The different features of the data schema can be expressed as layers (or overlays) of the capture base. This is the overlays capture architecture, which can be expressed in a machine-readable format.

Capture Base. This is the most basic, foundational structure of the schema. The capture base contains an identifier that all other overlays reference. A capture base is most valuable when it doesn’t change much. Details are added to the schema via the overlays without changing the capture base which keeps the schema structure consistent which is good for interoperability.

The Capture Base of a schema contains the basic structure and minimal elements of the schema.

Overlays. Layers are added to the schema to provide more detail, making it easier to understand and use data collected and structured according to the associated schema. Layers can be more than just descriptions and labels. For example, a user can add a data transformation layer that contains instructions for transforming data from another schema into their format. This would help users wanting to work with data presented in an unusual format. The data transformation layer records how to transform data from one schema type to another, making data collected with two different capture bases interoperable.

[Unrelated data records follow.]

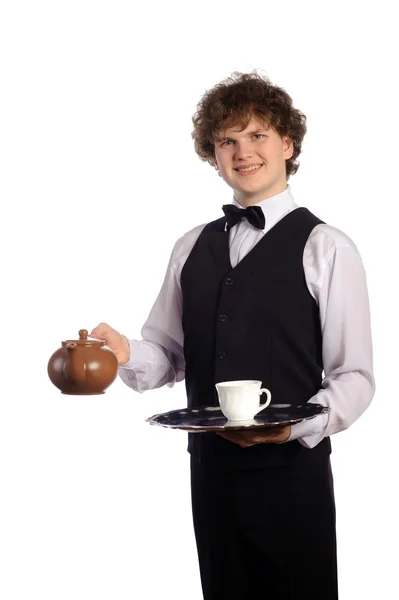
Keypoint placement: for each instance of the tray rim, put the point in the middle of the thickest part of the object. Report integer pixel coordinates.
(232, 427)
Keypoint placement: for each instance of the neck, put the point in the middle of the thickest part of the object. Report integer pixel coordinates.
(247, 199)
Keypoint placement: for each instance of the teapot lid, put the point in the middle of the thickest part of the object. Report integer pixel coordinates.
(84, 340)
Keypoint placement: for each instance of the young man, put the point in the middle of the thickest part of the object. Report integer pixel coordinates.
(268, 292)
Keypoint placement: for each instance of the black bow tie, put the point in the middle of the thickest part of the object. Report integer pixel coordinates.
(254, 215)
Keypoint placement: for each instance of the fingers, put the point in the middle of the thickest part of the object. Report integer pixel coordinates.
(101, 330)
(258, 436)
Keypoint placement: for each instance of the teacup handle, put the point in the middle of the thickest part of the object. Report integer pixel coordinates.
(269, 397)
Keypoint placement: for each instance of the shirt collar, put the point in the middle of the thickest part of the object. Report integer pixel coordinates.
(276, 207)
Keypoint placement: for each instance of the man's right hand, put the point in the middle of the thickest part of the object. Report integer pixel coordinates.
(114, 340)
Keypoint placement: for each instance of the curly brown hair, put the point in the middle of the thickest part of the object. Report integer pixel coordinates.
(234, 101)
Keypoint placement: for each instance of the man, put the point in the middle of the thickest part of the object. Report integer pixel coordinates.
(266, 292)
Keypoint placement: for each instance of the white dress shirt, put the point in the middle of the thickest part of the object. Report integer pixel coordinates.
(335, 278)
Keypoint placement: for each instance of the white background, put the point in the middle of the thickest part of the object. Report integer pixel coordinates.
(98, 179)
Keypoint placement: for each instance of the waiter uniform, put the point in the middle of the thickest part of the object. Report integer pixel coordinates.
(264, 516)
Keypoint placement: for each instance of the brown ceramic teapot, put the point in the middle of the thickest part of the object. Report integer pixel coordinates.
(83, 366)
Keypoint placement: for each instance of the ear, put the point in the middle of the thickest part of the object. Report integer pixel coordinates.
(288, 145)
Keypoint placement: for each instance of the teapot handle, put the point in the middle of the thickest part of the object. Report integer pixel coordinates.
(74, 367)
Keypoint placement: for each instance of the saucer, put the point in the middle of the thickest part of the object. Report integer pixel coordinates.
(211, 418)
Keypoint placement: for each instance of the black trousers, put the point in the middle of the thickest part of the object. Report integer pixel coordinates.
(266, 534)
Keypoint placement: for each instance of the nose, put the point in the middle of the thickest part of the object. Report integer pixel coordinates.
(243, 150)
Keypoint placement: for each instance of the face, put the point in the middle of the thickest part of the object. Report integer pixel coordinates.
(252, 162)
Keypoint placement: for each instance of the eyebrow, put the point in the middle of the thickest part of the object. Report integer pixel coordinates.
(253, 132)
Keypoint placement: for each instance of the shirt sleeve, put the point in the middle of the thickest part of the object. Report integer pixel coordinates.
(158, 359)
(336, 278)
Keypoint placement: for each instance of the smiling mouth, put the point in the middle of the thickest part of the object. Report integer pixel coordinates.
(251, 169)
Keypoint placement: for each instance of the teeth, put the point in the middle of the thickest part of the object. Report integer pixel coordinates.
(250, 168)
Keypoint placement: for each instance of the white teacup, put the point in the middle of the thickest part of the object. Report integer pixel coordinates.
(239, 400)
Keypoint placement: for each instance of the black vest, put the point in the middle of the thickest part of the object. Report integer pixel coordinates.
(256, 321)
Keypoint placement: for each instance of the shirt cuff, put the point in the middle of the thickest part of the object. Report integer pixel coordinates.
(137, 358)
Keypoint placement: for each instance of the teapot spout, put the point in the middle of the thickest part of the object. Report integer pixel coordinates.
(74, 367)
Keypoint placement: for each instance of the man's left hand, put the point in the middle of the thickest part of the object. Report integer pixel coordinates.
(267, 435)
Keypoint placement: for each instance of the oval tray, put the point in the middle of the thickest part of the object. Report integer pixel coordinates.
(211, 418)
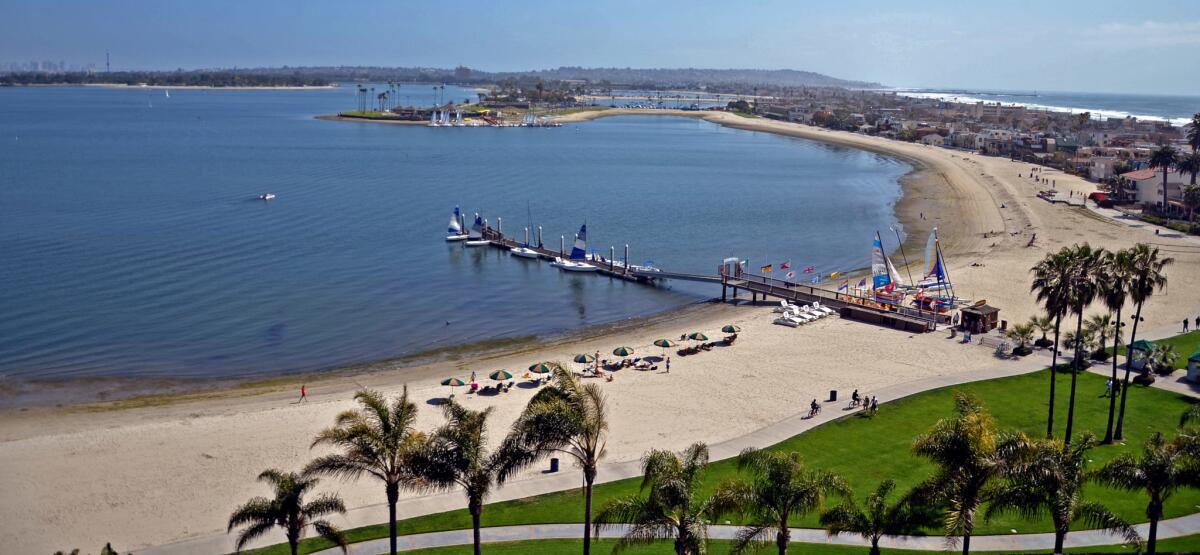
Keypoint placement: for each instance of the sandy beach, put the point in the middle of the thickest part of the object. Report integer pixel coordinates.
(148, 476)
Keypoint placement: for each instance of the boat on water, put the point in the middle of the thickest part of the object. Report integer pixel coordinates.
(475, 236)
(455, 230)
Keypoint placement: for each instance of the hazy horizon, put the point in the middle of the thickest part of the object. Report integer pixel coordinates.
(1096, 47)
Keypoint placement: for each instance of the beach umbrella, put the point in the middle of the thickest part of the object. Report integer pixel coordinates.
(501, 375)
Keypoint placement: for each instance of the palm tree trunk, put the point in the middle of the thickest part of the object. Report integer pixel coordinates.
(393, 499)
(1054, 362)
(1075, 362)
(589, 476)
(1125, 386)
(1113, 392)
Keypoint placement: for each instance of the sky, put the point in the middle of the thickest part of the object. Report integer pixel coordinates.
(1147, 46)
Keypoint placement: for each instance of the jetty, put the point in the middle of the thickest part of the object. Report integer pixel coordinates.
(733, 280)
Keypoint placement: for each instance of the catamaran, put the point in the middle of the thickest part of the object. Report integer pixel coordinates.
(455, 228)
(475, 236)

The Overlays of a schema provide more detail and build upon the capture base.

The many benefits of the OCA-layered schema architecture include the following:

After schemas have been created they can be published as a separate research object. This makes it easier for others to adopt and adapt existing schemas rather than recreating the work. The result is data that is more interoperable and easy to be understood by users.

Schemas can be published separately in a repository and used by many datasets in different data repositories.

The semantic engine that Agri-food Data Canada is creating in partnership with the Human Colossus Foundation lets researchers create, use and export schemas using the flexible and extensible OCA standard. The semantic engine will help researchers generate meaningful data.